The Challenge:
Many decades of experience have gone into a set of training and education tools that can accelerate career paths efficiently and effectively. Alpha IR Academy caters to new/growing internal investor relations professionals, as well as the c-suite, and is designed to equip your team with the tools, insights, and confidence to engage credibly with the investment community, including analysts, institutional investors, and the financial media.
A recent example included coaching a newly formed, first-time c-suite leadership team on best-practices IR and communications while the team also managed the other critical responsibilities of leading a public company. This leadership team included a Treasurer, who had no functional IR experience, but was set to take on the leadership role as the Vice President of Investor Relations.
Alpha’s Solution:
- Alpha delivered a customized training program to blend strategic communications, financial storytelling, regulatory best practices, and real-world simulations to prepare executives for investor meetings, earnings calls, roadshows, and capital markets events.

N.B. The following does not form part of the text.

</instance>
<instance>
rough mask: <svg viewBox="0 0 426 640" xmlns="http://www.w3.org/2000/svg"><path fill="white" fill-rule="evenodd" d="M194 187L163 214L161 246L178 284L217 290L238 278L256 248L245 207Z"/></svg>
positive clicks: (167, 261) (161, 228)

- This included a comprehensive, in-person, full day session, covering the most critical action items and “need to know” perspectives on all aspects of IR.
- Our efforts focused on what CEOs/CFOs absolutely need to know and how they should approach/manage this function. The client elected to add on an optional financial media training component that was led by Alpha’s PR leaders and media relations team in an integrated approach.
- Alpha then educated the broader finance team on the key constituencies (sell-side/buy-side/shareholder base/broad stakeholder audience) and provided a “cliff notes” style guide on how to think about each group and communicating/managing each.
- This included, a brief review/history on each of the company’s initial investors and analysts, where things stand today and where they were headed.
- Lastly, we outlined the four key tenets of IR Programs (Infrastructure & Tactics, Messaging, Visibility & Engagement, Measurement & Refinement) and helped the new IR leader frame an internal approach to managing his board, management team, and the broader finance team on ongoing investor relations priorities.
- This included direction on how to create a “best practices” approach to weekly, monthly, quarterly, and annual reporting.
Results:
- The new executive team thrived in their first public interactions with Wall Street, media, and employees.
- The team (in particular the new IRO) moved forward with confidence in subsequent interactions – routine activities such as earnings calls, non-deal roadshows, conferences, employee town halls, etc.
- There was increased awareness and appreciation for what goes into being a public company by those within and external to the IR/comms functions.
- Important investor relations best practices have been installed internally to drive higher levels of efficiency and higher ROI outcomes on IR activities in general.